Thursday, 23 February 2012

Comparison: Motility of actin filaments before adding EDTA Vs. after adding EDTA in channel 2 which was applied with EDTA

As shown in this figure, in the experiment, we injected EDTA into the channel 2 to explore the effect of EDTA on the motility of actin filaments.

After we got the video showing the motility of actin filaments before EDTA and after EDTA recorded by EMCCD camera, we use ImageJ to analyze the motility of these actin filaments. By using imageJ, we have traced the moving of actin filaments and obtained some numerical analysis results.

Figure 1: Upper image showing the initial state of actin filaments in channel2 before applying EDTA; Lower image showing the initial state of actin filaments in this channel after applying EDTA

Figure 1 indicates that after we applied EDTA, most of actin filaments were killed by EDTA.

The following images show the tracing result of the motility of actin filaments before applying EDTA and after applying EDTA, the blue tails indicate that the tracked filaments are moving leftward; the yellow tails indicate that the tracked filaments are moving rightward.

Figure 2: Upper image shows the motility of actin filaments at 2.01s before EDTA;
Lower image shows the motility of actin filaments at 2.01s after EDTA
Figure 3: Upper image showing the motility of actin filaments at 3.01s before applying EDTA;
Lower image showing the motility of actin filaments at 3.01s after applying EDTA;
Figure 4: Upper image showing the motility of actin filaments at 4.01s before applying EDTA;
Lower image showing the motility of actin filaments at 4.01s after applying EDTA;
By observing the above tracing results, it can be found that EDTA can stop the movement of most actin filaments, only few of these actin filaments survived after applying EDTA.

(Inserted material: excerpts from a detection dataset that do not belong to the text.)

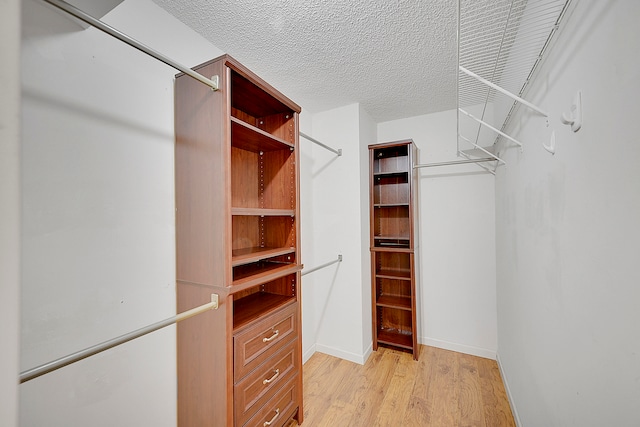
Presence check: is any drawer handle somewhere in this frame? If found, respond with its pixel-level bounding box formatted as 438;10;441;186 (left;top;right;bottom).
262;408;280;427
262;329;280;342
262;369;280;385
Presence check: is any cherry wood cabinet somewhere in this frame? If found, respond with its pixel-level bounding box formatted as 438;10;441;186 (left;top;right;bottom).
369;140;419;360
175;55;303;427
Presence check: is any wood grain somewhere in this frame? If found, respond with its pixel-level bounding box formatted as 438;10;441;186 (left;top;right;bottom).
292;346;515;427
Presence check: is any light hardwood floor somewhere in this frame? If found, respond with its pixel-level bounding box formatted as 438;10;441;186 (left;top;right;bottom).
293;346;515;427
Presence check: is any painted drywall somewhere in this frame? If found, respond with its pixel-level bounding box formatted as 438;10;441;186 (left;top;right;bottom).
299;109;318;363
0;0;20;427
20;0;221;426
496;0;640;427
358;106;378;359
302;104;371;363
378;110;497;358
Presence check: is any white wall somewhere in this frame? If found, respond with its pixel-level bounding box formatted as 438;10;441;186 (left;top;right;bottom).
19;0;221;426
496;0;640;427
0;0;20;427
301;104;375;363
378;110;497;358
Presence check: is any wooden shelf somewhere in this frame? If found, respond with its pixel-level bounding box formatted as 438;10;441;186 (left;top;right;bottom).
231;247;296;267
231;261;303;292
231;208;296;216
376;270;411;280
369;140;418;360
370;246;415;254
376;295;411;310
174;55;304;427
373;170;409;177
373;202;409;208
231;117;294;153
233;292;296;329
378;329;413;350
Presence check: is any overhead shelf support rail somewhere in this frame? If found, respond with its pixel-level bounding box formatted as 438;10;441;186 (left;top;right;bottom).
300;132;342;156
20;294;218;384
413;157;496;169
44;0;219;90
457;0;571;168
459;65;549;117
301;255;342;276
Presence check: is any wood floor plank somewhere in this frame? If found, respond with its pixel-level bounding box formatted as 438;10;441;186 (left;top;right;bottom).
375;353;418;427
293;346;515;427
458;354;486;427
478;359;516;427
428;350;460;426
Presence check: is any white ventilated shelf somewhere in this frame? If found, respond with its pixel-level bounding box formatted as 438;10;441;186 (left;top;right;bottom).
458;0;571;173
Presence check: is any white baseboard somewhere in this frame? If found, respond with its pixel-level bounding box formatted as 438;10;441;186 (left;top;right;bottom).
420;337;496;360
496;354;522;427
302;344;316;365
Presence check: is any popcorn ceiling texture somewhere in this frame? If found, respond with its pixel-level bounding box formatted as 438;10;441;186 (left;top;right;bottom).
153;0;457;122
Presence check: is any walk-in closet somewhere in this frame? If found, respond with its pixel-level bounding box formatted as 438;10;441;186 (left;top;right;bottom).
6;0;640;427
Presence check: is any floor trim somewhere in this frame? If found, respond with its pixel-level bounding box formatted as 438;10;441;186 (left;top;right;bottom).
496;354;522;427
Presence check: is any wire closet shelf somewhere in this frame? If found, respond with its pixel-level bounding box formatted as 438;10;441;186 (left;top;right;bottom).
457;0;571;174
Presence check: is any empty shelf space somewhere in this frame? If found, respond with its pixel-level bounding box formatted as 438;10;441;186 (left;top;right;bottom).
231;261;303;289
373;170;409;178
373;202;409;208
231;247;296;267
231;208;296;216
373;236;409;242
378;329;413;350
376;295;411;310
233;292;296;329
376;269;411;280
231;117;294;152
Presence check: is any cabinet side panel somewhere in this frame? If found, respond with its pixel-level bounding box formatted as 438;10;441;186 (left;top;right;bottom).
175;63;230;285
177;283;231;427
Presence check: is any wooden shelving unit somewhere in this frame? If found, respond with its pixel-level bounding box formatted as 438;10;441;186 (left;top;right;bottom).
175;55;303;427
369;140;419;360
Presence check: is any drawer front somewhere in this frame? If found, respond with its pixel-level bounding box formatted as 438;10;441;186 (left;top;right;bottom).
234;340;300;425
233;304;298;382
238;376;299;427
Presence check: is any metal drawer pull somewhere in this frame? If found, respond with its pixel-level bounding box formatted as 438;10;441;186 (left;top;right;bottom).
262;408;280;427
262;369;280;385
262;329;280;342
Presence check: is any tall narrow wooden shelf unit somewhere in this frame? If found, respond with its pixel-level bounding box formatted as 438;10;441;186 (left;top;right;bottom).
175;55;303;427
369;140;418;360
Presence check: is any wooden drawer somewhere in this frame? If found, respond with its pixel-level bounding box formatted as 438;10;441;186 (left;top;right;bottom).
233;303;298;382
238;375;300;427
234;340;300;425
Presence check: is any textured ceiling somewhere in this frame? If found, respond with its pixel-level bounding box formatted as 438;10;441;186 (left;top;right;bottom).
153;0;457;122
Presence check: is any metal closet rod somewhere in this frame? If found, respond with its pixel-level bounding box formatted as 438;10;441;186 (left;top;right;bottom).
20;294;218;384
301;255;342;276
44;0;218;90
413;157;497;169
299;132;342;156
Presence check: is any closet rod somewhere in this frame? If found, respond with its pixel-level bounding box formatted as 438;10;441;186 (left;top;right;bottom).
413;157;497;169
20;294;218;384
44;0;218;90
301;255;342;276
300;132;342;156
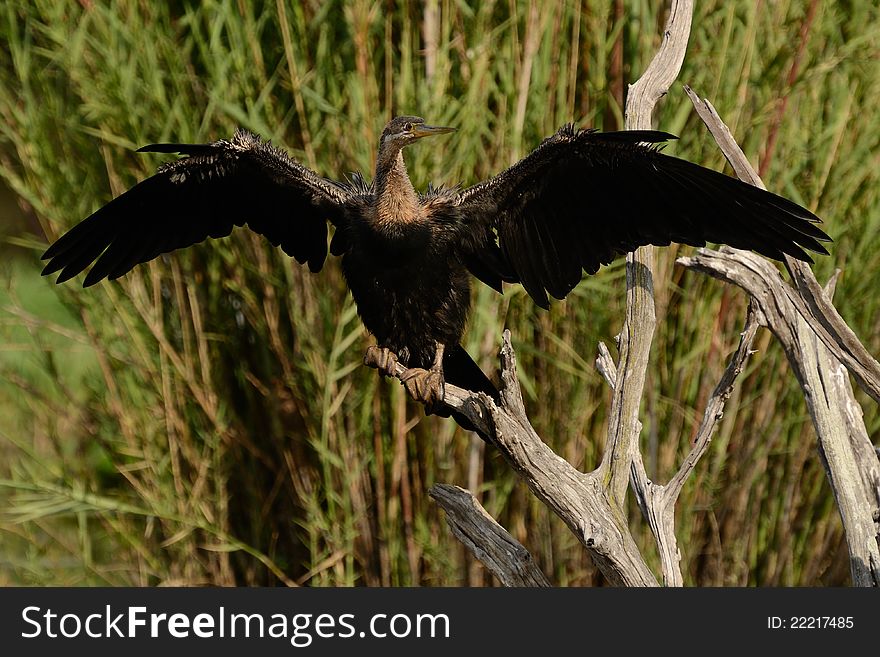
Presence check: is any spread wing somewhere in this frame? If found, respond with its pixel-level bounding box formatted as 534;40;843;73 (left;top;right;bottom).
457;126;830;307
42;130;350;286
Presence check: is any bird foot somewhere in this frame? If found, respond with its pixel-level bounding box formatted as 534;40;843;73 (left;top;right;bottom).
364;345;397;376
400;367;446;414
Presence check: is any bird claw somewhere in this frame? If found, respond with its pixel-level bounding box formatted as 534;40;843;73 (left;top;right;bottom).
400;367;446;414
364;345;397;376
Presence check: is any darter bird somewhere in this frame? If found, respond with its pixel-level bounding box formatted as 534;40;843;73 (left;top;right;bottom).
42;116;830;436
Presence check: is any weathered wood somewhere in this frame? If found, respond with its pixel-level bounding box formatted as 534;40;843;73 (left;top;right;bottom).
599;0;694;508
395;331;658;586
684;86;880;403
679;88;880;587
632;304;758;586
428;484;550;586
678;248;880;586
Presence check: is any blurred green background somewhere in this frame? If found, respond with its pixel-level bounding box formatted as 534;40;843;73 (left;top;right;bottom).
0;0;880;586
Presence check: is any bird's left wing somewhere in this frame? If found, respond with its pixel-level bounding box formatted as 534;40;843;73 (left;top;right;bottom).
456;126;830;307
42;130;351;286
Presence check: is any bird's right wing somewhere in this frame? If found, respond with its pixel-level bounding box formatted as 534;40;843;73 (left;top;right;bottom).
42;130;351;286
457;126;830;308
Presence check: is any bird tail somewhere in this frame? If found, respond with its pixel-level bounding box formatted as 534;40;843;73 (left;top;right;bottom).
435;345;500;444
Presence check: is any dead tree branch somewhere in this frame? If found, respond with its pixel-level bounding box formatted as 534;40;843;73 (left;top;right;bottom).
428;484;550;586
678;88;880;586
599;0;694;508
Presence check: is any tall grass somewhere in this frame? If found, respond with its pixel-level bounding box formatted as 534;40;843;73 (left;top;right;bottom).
0;0;880;586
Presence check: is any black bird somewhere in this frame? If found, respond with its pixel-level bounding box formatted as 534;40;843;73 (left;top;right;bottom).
43;116;830;422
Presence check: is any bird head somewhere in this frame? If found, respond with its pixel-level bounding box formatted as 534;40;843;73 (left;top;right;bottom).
379;116;455;149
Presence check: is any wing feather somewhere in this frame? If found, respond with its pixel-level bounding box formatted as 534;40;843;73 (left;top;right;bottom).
42;130;350;286
456;126;830;307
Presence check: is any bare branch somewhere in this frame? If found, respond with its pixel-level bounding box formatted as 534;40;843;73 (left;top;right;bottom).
632;304;758;586
684;86;880;403
599;0;694;508
678;248;880;586
395;331;657;586
428;484;550;586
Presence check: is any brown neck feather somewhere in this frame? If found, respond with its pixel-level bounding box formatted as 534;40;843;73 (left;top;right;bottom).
376;149;422;225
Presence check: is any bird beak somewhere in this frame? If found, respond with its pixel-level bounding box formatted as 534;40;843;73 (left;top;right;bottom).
413;125;455;139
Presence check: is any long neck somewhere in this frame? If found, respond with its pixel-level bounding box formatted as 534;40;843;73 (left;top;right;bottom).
376;149;421;224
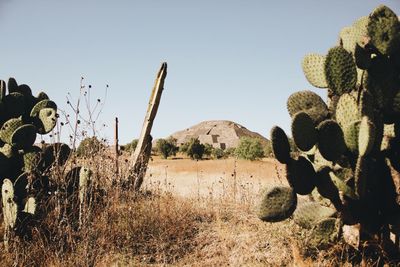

Comparison of the numerical analysis results obtained:
Figure 5: Difference tracking results before EDTA
Figure 6: Difference tracing results after EDTA

By comparing the moving intensity, the moving intensity of actin filaments before applying EDTA is about 91372 which is much higher than the moving intensity 323 after EDTA. In addition, by comparing the data of moving count, it can easily find that the number of moving actin filaments is much smaller after applying EDTA. The numerical results identically correspond to the results obtained from the above fluorsecent images.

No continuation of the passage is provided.